PATIENTS' RIGHTS AND PSYCHOLOGIST'S DUTIES
a. You have the right to request restrictions on certain uses and disclosures of PHI. However, I am not required to agree to a restriction you request.
b. You have the right to request and receive confidential communications of PHI by alternative means and at alternative locations. (For example, you may not want a family member to know that you are seeing me. On your request, I will send your bills to another address.)
c. You have the right to inspect or obtain a copy (or both) of PHI in my mental health and billing records used to make decisions about you for as long as the PHI is maintained in the record. I may deny your access to PHI under certain circumstances, but in some cases you may have this decision reviewed. On your request, I will discuss with you the details of the request and denial process.
d. You have the right to request an amendment of PHI for as long as the PHI is maintained in the record. I may deny your request. On your request, I will discuss with you the details of the amendment process.
Page 4 of 4
e. You generally have the right to receive an accounting of disclosures of PHI. On your request, I will discuss with you the details of the accounting process.
f. You have the right to obtain a paper copy of the notice from me upon request, even if you have agreed to receive the notice electronically.
Psychologist's Duties
a. I am required by law to maintain the privacy of PHI and to provide you with a notice of my legal duties and privacy practices with respect to PHI.

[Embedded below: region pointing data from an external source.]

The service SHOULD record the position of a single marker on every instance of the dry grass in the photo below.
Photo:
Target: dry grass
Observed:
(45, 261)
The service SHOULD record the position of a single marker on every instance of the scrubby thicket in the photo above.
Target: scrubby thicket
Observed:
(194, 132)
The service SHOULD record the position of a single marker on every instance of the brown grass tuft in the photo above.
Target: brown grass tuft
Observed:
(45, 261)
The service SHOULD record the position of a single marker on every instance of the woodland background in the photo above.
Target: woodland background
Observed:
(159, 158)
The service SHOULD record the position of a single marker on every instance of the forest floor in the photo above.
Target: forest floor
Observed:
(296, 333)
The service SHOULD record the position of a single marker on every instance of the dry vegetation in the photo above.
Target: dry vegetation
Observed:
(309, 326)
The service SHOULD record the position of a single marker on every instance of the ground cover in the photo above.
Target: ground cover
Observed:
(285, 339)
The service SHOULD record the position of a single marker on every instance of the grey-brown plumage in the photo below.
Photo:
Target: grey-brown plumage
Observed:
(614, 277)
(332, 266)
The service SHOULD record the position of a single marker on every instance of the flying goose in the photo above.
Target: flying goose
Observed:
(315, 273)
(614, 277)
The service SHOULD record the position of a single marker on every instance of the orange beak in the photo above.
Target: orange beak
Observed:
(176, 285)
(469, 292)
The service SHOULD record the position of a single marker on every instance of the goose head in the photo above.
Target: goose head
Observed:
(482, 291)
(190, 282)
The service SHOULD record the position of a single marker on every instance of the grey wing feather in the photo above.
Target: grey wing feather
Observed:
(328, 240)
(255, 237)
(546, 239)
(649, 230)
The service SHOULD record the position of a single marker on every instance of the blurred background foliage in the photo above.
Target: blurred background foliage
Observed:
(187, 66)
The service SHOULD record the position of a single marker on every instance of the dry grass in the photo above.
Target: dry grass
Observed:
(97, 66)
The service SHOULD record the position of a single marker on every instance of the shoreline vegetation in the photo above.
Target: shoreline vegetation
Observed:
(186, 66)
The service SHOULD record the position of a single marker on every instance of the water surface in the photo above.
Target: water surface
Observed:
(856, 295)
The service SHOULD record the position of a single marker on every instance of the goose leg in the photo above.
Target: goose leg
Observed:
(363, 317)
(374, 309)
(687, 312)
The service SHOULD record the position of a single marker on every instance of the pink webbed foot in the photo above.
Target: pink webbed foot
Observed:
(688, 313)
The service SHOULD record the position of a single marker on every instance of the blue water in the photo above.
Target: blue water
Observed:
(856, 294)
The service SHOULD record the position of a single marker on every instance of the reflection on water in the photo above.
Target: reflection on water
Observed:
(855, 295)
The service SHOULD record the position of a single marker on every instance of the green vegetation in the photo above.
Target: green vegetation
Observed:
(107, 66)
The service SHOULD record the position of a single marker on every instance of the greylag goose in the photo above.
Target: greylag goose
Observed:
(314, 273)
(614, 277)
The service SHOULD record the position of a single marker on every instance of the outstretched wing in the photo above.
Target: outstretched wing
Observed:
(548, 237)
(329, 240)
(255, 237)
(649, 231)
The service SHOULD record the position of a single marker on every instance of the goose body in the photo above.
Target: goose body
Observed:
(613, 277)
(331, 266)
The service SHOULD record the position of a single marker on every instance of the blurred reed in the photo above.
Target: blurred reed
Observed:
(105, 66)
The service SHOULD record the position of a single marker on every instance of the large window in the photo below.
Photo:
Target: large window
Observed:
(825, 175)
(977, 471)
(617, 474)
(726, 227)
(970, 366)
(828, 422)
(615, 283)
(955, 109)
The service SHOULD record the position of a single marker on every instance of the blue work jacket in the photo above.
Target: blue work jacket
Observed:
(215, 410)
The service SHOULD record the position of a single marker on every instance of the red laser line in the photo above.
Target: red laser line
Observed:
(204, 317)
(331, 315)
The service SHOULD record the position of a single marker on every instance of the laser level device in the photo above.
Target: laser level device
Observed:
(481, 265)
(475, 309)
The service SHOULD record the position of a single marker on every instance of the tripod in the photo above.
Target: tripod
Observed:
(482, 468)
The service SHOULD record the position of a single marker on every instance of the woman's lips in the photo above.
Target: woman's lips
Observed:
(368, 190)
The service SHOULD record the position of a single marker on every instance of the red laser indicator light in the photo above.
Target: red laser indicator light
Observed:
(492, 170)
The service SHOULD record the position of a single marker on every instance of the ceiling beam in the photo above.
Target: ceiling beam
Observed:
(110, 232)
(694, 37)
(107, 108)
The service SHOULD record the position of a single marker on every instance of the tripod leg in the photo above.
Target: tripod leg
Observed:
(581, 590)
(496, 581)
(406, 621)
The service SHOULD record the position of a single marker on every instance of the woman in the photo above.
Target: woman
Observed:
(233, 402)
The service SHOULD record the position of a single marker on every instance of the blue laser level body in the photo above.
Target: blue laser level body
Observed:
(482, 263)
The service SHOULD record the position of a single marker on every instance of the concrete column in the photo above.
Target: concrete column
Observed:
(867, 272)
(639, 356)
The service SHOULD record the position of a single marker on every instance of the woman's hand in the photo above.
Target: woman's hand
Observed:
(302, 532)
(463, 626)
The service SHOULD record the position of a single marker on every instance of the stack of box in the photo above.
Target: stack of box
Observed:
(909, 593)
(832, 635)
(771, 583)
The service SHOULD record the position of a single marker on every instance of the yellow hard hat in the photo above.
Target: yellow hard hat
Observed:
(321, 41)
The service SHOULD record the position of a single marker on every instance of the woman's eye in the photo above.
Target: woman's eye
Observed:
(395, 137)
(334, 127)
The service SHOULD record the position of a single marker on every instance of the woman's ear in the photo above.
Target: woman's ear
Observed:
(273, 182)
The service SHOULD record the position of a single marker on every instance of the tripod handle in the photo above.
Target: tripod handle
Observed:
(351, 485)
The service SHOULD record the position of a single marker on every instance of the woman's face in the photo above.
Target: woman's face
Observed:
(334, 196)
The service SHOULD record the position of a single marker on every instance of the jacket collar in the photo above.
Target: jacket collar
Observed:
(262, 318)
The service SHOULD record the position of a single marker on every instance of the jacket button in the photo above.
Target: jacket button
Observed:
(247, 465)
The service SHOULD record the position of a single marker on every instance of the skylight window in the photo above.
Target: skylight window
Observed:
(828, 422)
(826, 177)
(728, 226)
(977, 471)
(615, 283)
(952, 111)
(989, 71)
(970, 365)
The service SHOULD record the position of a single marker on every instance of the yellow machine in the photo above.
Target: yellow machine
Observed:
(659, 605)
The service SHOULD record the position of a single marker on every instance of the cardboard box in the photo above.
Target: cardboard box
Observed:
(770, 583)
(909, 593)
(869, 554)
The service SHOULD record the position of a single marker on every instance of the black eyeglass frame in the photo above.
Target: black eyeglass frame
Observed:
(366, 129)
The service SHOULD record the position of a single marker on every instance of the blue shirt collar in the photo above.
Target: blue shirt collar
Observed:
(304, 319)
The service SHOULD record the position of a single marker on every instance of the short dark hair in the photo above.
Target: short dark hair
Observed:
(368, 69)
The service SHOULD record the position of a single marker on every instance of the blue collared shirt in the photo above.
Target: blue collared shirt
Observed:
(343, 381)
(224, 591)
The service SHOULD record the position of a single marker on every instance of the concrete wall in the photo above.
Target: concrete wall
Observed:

b. I reserve the right to change the privacy policies and practices of this notice and to make the new notice provisions effective for all PHI that I maintain described in this notice. Unless I notify you of such changes, however, I am required to abide by the terms currently in effect.

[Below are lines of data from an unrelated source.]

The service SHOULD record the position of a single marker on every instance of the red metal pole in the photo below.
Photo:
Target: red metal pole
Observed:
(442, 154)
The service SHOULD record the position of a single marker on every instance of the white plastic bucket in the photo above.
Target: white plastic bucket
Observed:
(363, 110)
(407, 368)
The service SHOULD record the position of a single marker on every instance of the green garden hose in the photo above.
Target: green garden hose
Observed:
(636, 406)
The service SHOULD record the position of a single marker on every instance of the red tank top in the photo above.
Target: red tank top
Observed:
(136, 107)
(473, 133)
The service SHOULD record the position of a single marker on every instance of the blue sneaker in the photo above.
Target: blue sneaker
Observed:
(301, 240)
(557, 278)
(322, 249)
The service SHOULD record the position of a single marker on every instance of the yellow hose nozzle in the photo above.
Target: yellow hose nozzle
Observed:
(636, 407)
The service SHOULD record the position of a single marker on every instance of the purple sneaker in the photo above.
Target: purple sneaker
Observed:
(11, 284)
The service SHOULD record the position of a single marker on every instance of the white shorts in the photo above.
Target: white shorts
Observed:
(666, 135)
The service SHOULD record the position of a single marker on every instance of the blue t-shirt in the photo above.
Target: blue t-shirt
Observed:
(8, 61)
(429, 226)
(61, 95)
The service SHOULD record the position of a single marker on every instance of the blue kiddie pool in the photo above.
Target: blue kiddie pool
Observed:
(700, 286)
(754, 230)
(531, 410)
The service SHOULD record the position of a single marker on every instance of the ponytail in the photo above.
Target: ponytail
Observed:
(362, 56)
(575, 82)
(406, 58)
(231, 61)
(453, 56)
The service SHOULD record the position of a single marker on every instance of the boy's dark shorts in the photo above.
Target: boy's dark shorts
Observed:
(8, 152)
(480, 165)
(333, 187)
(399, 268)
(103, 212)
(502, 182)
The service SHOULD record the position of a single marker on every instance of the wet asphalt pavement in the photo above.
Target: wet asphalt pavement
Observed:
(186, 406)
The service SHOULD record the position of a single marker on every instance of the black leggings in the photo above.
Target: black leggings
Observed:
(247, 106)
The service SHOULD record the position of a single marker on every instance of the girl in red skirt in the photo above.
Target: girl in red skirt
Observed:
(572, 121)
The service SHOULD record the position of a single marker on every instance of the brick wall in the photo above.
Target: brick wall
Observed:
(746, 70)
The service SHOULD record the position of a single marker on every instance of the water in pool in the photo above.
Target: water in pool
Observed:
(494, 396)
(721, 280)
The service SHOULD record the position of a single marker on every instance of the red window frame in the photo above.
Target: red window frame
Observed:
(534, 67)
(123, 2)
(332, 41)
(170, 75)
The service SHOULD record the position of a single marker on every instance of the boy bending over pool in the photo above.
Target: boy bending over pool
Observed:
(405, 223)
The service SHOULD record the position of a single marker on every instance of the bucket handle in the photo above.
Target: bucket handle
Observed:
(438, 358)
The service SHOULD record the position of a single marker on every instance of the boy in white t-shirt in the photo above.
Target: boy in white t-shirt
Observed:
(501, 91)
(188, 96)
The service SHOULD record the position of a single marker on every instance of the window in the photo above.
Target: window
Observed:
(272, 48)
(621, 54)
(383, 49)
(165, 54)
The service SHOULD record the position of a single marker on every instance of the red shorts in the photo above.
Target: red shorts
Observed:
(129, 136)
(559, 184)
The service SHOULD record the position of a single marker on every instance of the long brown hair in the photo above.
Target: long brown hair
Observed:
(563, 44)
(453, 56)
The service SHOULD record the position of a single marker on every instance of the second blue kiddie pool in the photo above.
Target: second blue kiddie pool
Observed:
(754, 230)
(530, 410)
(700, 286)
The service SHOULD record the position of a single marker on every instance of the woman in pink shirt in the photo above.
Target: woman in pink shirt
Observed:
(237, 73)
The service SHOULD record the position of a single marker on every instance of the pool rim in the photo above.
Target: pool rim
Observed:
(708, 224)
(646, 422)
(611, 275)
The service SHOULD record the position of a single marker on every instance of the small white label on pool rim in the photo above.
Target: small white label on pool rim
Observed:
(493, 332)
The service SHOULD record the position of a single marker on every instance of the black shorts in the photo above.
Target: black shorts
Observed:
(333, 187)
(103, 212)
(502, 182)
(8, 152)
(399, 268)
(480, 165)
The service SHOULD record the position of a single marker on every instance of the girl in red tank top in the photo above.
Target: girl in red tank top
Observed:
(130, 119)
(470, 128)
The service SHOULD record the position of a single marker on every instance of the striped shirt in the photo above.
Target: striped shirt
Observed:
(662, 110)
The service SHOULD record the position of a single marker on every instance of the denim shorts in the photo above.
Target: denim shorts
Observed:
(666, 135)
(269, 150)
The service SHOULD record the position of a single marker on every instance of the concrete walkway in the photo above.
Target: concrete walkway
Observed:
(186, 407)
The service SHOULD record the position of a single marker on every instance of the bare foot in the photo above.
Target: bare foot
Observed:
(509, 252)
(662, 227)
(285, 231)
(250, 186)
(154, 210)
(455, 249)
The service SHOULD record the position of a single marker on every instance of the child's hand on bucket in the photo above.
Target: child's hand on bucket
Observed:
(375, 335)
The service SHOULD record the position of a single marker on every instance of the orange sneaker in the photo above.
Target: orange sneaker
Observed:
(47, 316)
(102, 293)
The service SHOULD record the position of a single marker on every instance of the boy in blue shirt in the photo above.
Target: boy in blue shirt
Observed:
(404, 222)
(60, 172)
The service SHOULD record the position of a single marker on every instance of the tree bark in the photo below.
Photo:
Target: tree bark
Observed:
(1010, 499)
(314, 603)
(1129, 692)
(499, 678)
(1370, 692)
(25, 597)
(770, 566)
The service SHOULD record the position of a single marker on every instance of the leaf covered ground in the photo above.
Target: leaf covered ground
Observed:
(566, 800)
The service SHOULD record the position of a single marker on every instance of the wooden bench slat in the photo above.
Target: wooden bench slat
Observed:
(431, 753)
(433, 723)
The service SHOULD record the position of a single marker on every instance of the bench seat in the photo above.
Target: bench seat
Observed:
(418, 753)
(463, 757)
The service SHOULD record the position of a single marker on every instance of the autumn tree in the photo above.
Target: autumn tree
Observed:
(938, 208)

c. If I revise my policies and procedures, I will notify you in person or by first class mail.
QUESTIONS AND
COMPLAINTS
If you have questions about this notice, disagree with a decision I make about access to your records, or have other concerns about your privacy rights, you may contact me at 231-796 8881.
If you believe that your privacy rights have been violated and wish to file a complaint with me/my office, you may send your written complaint to Totten Psychological Services, 211 Maple, Big Rapids, MI, 49307.
You may also send a written complaint to the Secretary of the U.S. Department of Health and Human Services, Office of Civil Rights, 200 Independence Ave., S.W., Washington, D.C. 20201.
You have specific rights under the Privacy Rule. I will not retaliate against you for exercising your right to file a complaint.